At the September iPhone 7 keynote event, women were noticeably absent, speaking for about eight minutes while men spoke for 99.
While introducing the MacBook Pro on Thursday, Apple showed some progress in gender parity onstage: Women spoke for approximately 16 minutes while men — mostly CEO Tim Cook, SVP of marketing Phil Schiller and SVP of software engineering Craig Federighi — spoke for 57.
Mic reached out to Apple for comment and will update with any response.
Whom Apple chooses to grace its keynote stage is important. And diversity initiatives shouldn't stop at having women onstage, having an African-American onstage or having a Canadian onstage. It's also important to look at how much time is dedicated to each group. Representation is about more than checking off boxes with brief cameos.
Room for improvement
The October event began to shrink the disparity between the time men and women are granted onstage, but there's still a lot of space for growth.

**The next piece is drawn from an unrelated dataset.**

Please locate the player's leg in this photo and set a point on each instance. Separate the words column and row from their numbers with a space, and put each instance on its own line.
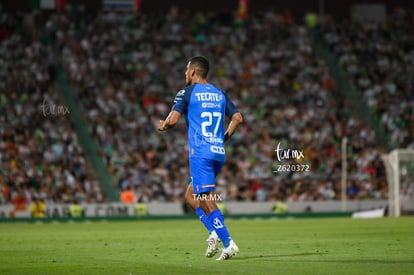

First of all, this event carried a fraction of the hype of the iPhone 7 keynote. Additionally, like with Apple's iPhone event, women were exclusively brought onstage to demo a feature or product that a man had already unveiled.
Apple design lead Jen Folse demoed new Apple TV features. Apple vice president of product management and marketing Susan Prescott showed off video editing features using the already announced Touch Bar. Adobe experience design manager Bradee Evans — not an Apple employee — was the third woman brought onstage. Evans also showed off Photoshop features using the previously announced Touch Bar.
As for racial diversity, Thursday's event was as dismal as ever. Apple's own representation onstage was virtually 100% white — which, sadly, reflects the diversity in Apple's leadership.
Just like at the iPhone 7 keynote, people from underrepresented minority groups who took the stage Thursday all happened to work for other companies.